Facile aqueous-phase synthesis of magnetic iron oxide nanoparticles to enhance the removal of iodine from water

Euiyoung Jung, Hyun June Moon, Tae Jin Park, Ki Wan Bong, Taekyung Yu

Research output: Contribution to journalArticlepeer-review

6 Citations (Scopus)


The conventional synthesis of highly crystalline metal oxide nanoparticles requires either a reaction temperature of more than 300 °C or very high pressure, thus making their production economically infeasible. Here we report a simple aqueous-phase strategy for the synthesis of single-crystal metal oxide nanoparticles. Highly crystalline Fe3O4 and Mn3O4 nanoparticles were synthesized via the heating of an aqueous solution containing a metal precursor, branched polyethyleneimine (BPEI), and hexylamine at 95 °C for 3 h.

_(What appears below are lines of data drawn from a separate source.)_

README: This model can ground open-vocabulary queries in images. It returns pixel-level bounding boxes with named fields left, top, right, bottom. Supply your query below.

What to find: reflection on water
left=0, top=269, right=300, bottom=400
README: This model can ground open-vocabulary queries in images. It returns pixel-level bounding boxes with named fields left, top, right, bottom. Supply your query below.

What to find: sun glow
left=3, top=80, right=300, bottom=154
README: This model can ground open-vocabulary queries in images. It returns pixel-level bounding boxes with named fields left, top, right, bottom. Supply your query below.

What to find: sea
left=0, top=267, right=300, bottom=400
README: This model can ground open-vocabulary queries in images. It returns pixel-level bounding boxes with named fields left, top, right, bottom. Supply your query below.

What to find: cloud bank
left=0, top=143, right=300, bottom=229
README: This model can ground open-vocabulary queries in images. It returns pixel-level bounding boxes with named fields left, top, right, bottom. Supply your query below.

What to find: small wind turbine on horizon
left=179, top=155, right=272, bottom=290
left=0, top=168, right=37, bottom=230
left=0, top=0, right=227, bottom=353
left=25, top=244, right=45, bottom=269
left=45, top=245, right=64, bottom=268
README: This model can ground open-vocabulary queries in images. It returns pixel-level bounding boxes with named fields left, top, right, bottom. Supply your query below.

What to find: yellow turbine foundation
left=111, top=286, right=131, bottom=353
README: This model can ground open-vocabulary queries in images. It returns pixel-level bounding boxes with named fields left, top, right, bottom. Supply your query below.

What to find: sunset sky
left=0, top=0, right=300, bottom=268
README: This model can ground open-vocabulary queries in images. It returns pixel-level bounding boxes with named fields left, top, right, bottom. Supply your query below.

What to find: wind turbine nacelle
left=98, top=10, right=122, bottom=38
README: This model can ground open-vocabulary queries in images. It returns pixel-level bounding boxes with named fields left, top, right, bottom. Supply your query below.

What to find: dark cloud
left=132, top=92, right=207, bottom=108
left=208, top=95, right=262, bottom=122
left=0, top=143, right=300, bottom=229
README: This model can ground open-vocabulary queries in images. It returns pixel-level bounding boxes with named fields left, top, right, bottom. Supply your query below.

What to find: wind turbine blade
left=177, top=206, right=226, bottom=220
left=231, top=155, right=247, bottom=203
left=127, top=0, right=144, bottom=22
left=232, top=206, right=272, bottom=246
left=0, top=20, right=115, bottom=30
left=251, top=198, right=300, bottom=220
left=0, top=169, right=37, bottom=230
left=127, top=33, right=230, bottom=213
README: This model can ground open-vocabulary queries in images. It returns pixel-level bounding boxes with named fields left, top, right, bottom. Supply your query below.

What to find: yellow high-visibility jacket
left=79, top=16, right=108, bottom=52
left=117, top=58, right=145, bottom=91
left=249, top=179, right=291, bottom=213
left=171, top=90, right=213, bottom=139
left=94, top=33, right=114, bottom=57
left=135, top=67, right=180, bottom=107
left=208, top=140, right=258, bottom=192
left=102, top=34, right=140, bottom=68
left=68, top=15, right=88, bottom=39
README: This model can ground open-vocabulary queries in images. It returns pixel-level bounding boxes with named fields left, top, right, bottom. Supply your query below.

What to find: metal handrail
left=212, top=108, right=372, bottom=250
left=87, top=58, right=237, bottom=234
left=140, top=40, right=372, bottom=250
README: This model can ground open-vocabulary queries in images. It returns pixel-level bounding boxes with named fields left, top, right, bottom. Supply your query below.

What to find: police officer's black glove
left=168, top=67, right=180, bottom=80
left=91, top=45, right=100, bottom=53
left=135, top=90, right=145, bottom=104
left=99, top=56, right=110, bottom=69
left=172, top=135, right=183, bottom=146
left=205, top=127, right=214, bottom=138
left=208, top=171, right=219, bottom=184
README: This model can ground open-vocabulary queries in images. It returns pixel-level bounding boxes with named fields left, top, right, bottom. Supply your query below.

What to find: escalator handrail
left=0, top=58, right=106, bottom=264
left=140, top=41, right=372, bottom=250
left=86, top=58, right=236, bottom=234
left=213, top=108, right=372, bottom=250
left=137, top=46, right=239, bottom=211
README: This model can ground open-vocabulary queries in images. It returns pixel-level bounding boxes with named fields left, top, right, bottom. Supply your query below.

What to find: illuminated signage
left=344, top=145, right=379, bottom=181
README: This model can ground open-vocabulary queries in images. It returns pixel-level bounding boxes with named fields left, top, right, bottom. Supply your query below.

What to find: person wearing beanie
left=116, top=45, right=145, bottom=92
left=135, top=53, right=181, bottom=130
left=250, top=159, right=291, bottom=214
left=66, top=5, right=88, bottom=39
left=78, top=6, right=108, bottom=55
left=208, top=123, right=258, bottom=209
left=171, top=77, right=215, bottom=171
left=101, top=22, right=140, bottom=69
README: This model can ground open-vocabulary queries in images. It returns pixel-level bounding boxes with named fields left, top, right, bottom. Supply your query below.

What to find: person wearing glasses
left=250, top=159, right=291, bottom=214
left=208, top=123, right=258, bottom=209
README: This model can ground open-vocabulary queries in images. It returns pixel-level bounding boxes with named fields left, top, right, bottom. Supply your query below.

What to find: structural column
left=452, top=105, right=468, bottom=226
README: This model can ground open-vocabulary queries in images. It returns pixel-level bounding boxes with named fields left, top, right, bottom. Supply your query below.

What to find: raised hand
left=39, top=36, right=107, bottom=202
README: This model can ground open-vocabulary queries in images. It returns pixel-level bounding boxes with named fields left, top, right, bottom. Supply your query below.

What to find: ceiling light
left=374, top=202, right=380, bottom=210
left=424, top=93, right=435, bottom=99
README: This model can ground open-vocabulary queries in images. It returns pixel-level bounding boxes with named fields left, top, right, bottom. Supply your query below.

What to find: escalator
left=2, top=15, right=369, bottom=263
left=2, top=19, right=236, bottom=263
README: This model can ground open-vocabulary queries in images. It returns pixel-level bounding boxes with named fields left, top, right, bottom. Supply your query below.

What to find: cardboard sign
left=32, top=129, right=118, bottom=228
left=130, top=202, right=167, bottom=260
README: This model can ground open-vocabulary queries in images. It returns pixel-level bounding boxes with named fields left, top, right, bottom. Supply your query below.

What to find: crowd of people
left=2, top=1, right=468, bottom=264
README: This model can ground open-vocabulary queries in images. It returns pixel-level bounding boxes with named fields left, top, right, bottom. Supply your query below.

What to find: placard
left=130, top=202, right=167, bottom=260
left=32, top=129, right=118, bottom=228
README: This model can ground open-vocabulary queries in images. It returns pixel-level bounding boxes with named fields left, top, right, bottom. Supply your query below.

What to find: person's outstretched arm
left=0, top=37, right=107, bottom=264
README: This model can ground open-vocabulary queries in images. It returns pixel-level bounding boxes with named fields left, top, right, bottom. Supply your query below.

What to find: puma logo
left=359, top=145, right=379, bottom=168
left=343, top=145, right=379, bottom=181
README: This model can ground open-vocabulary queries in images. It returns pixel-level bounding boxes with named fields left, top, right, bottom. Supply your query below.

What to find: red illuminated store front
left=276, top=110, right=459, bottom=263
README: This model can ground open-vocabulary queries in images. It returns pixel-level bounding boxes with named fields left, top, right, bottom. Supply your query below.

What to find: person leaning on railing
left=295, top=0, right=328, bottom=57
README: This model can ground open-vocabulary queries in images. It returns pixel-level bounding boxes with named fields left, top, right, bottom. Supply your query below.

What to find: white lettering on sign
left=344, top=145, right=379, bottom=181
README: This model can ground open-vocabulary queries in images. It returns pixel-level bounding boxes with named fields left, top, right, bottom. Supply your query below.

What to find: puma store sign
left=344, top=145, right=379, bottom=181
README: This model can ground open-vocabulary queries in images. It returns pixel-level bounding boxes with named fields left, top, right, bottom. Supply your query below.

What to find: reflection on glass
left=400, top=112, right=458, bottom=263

The synthesized nanoparticles were characterized by a single crystal structure and good crystallinity. In this synthesis method, BPEI acts as the major capping agent for the formation of nano-sized particles and hexylamine acts as a weak base increasing the pH of the reaction solution, thus allowing the sol-gel reaction to form metal oxide nanoparticles. The synthesized Fe3O4 nanoparticles could be used as an efficient adsorbent for iodine removal from aqueous solutions using electrostatic attraction.

Original languageEnglish
Pages (from-to)1847-1853
Number of pages7
JournalScience of Advanced Materials
Issue number10
Publication statusPublished - 2017 Oct 1

Bibliographical note

Funding Information:
funded by the Korean government (MSIP) (NRF-2015R1C1A1A01054109, NRF-2016R1E1A2A01939795, and NRF-2016M3D1A1021140).

Publisher Copyright:
© 2017 by American Scientific Publishers.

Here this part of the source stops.